OIG notes that similar bonus compensation arrangements, such as those to independent contractors or those in which the physicians receiving the bonuses were owners of the ACSs and received the bonuses in the form of ownership distributions, may raise fraud and abuse concerns under the AKS.


The employee exception and safe harbor offer flexibility to structure compensation programs to improve alignment between healthcare providers and their physician employees. It is helpful for OIG to confirm the significant breadth of the employment exception and safe harbor. OIG has stated for many years, including in the first safe harbors, that employees may be paid for generating business for their employer. However, AO 23-07 is more interesting for what it does not say.

First, the requestor stated that it would not furnish any designated health services (DHS) and that the proposed arrangement would not implicate the physician self-referral law. This is a curious certification, as most physician practices furnish DHS. Perhaps the requestor meant that there was no DHS in the ASC arrangement, which would make sense because ASC services are not DHS. The AO is unclear on this issue. Even if the requestor furnished DHS at the practice, it is not obvious how that would change the employment bonus analysis. Since ASC services are not DHS, paying employed physicians a percentage of ASC facility profits would not be a payment for DHS.

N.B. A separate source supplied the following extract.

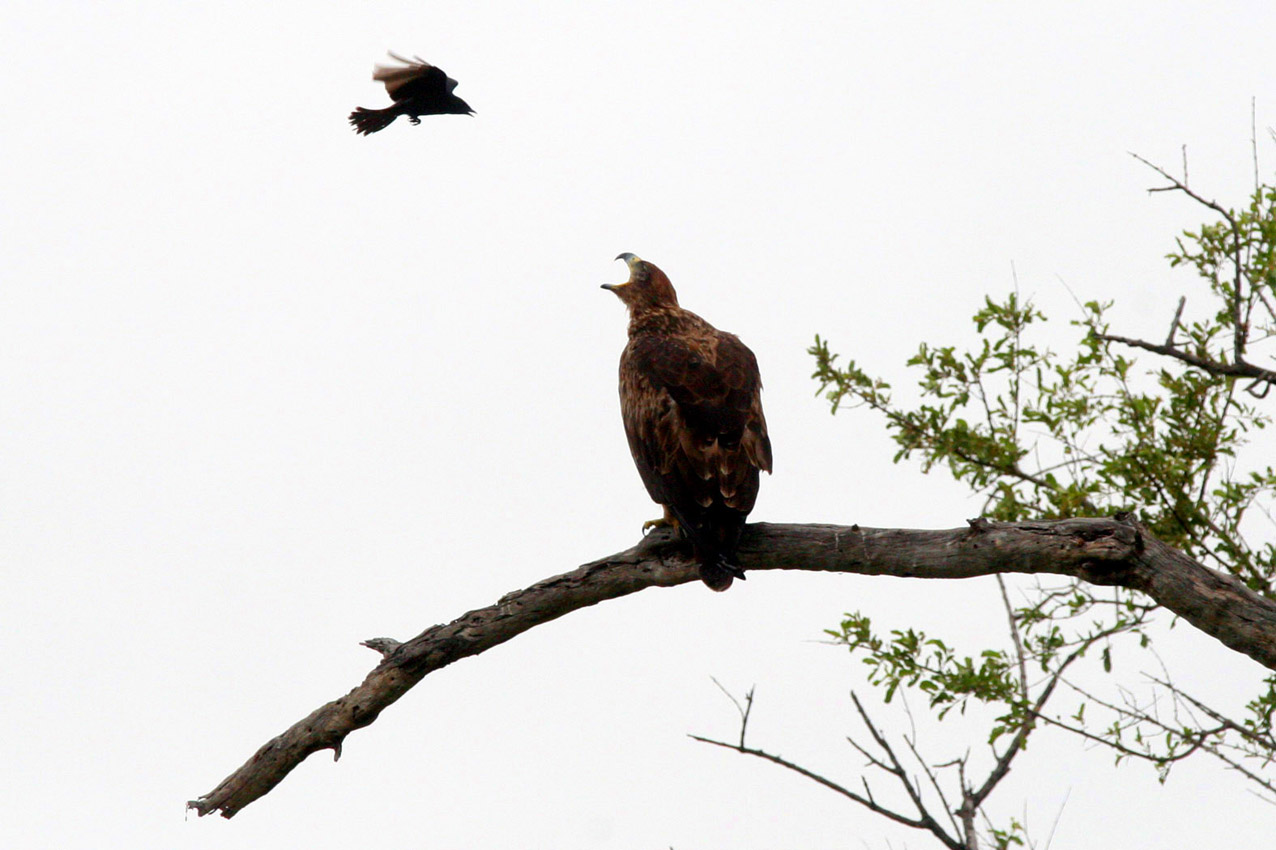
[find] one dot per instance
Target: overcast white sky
(271, 388)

Second, the requestor appears to have been restructuring its ASC as part of the request, but did not make that restructuring part of the request. Specifically, the requestor stated it “plans to operate the two ASCs as corporate divisions of Requestor (i.e., as divisions within the same legal entity as Requestor and not as subsidiaries of Requestor)” and the requestor “has not asked [OIG] to opine on, and [OIG] express[es] no opinion regarding, remuneration related to any corporate restructuring of requestor or any ownership distributions provided by requestor.”  (Emphasis added). As a result of the requestor’s framing of the request, it is not clear what the ASC ownership structure was prior to the request or why or how requestor made the ownership change.  The factual situation of an ASC being a “division” of a practice is relatively uncommon.  Analytically, there does not appear to be much of a difference between an ASC as a division of a practice and an ASC as a wholly owned subsidiary of a practice, which is a common structure, but this AO addresses the former. Similarly, in the health system and group practice contexts, employers may want to encourage their employed physicians to perform cases at affiliated ASCs or hospitals, which are not the entities that actually employ the physicians. The potential regulatory risk associated with an employer’s compensation to its employees based on the use of affiliated entities is a fact-specific analysis.

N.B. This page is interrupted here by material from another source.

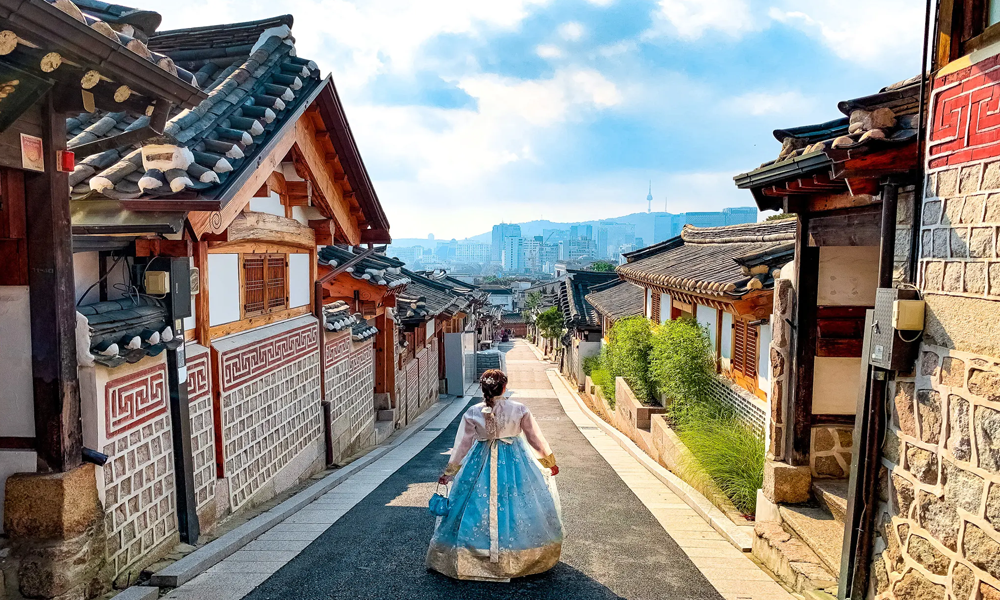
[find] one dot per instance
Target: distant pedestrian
(504, 517)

Ultimately AO 23-07 leaves more questions unanswered than it answers. However, it is beneficial that AO 23-07 confirms the broad protection that the employee exception and safe harbor provides to compensation arrangements that fall within its scope.

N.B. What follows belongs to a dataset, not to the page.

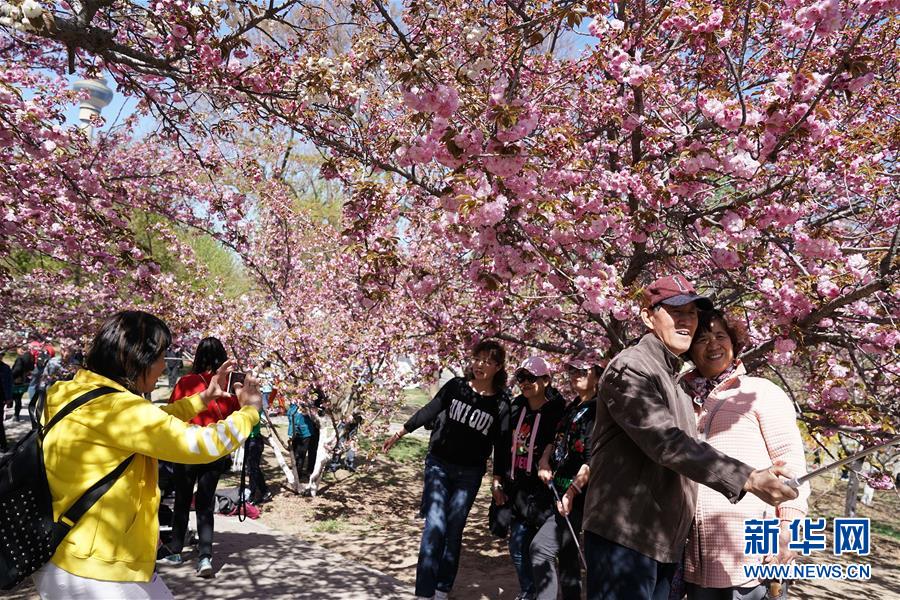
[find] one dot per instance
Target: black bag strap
(75, 404)
(66, 522)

Finally, we note that OIG’s analysis only addresses issues under the federal AKS. OIG does not express any opinion regarding the proposed arrangement’s compliance with any state law or the issues such an arrangement would pose under other potentially applicable federal law, such as the physician self-referral law. Before entering into a similar arrangement or considering the potential risk profile of practice-owned or affiliated ASCs, entities should consult legal counsel for an analysis under both federal and applicable state law.